Cooling wage growth is likely to pave the way for two more interest rate cuts this year.

Average weekly earnings in the three months to July were 5.1 per cent higher than a year earlier, according to the Office for National Statistics (ONS).

This was the lowest increase in two years and marks a marked slowdown compared to July last year, when wages grew by 7.8 percent.

Experts said this should be enough to persuade the Bank of England to cut rates further this year, after a quarter-point reduction from 5.25 percent to 5 percent in August.

Point of interest: Experts said cooling wage growth should persuade the Bank of England to cut rates further this year after a quarter-point reduction from 5.25% to 5% in August.

Ashley Webb, UK economist at Capital Economics, said: “The Bank of England will welcome the further easing in wage growth as a sign that labour market conditions are continuing to cool.”

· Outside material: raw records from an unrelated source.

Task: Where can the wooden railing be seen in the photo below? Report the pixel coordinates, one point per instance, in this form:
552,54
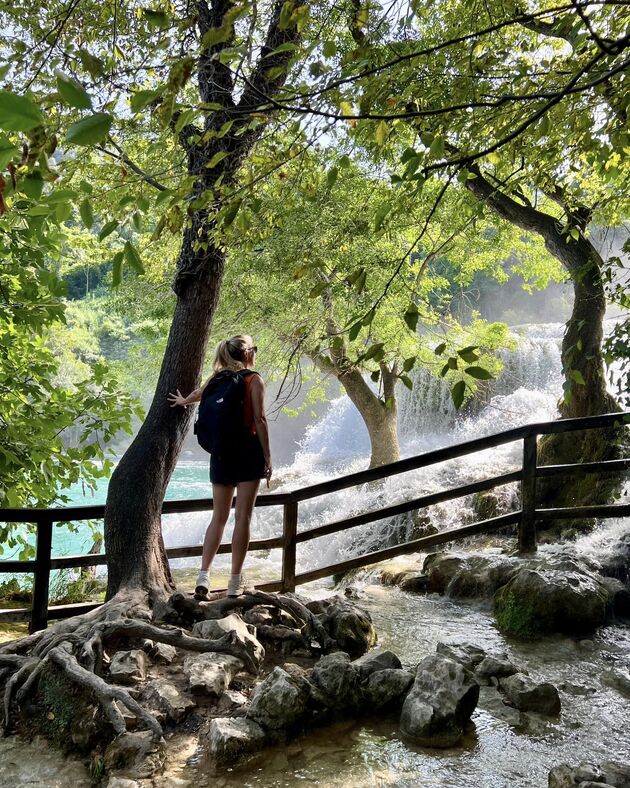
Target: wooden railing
526,517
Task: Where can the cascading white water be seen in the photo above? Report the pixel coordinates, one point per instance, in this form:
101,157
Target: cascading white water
527,391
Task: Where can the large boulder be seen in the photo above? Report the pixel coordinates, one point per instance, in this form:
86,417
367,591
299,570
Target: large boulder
337,680
135,756
241,632
386,689
566,598
468,576
349,625
525,694
440,702
280,702
587,774
210,673
229,739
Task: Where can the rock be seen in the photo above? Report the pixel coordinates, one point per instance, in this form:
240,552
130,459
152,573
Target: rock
349,625
618,598
338,681
244,634
279,702
128,667
440,702
523,693
617,679
414,582
136,754
467,654
588,775
490,666
386,688
230,738
161,653
211,673
165,696
376,660
538,600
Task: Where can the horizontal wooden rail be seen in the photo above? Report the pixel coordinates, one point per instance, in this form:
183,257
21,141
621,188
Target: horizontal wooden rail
408,506
416,546
605,466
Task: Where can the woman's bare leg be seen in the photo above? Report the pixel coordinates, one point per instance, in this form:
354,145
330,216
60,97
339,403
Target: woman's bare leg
245,498
222,496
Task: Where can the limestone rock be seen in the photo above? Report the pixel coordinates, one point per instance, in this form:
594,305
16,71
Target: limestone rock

However, few expect the Bank to cut again when its rate-setting Monetary Policy Committee meets next week. Instead, markets are betting on a quarter-point cut in November and another in December, taking rates to 4.5%.

The slowdown in wages is less damaging to workers’ household finances than it might have been, because inflation has slowed sharply. Stripping out the impact of inflation, wages are rising by 3%, close to their three-year highs.

And yesterday’s figures also revealed a more optimistic picture for the wider labour market, further giving the lie to Labour’s much-derided claim that it has inherited the worst economic situation since the Second World War.

The ONS said unemployment fell to 4.1 percent, the lowest level since the three months to January.

And employers added 265,000 additional jobs in the three-month period, much higher than the 123,000 economists had expected.

Kallum Pickering, chief economist at brokerage Peel Hunt, said: “This is a solid report on the labour market.”

The ONS figures also revealed a welcome decline in the number of working-age people classed as economically inactive (meaning they are neither working nor looking for work) from 9.4 million to 9.3 million.

However, the staggering figure is still close to record levels and represents more than a fifth of people aged 16 to 64.

This includes those on long-term sick leave, which is also close to record levels but has declined for the third consecutive month, to just under 2.8 million.

Meanwhile, the number of job vacancies fell by 42,000 to 857,000 in the three months to August, the lowest level since June 2021 and the 26th month of decline.

More data on the economy’s progress will be revealed today when the ONS publishes monthly growth data for July.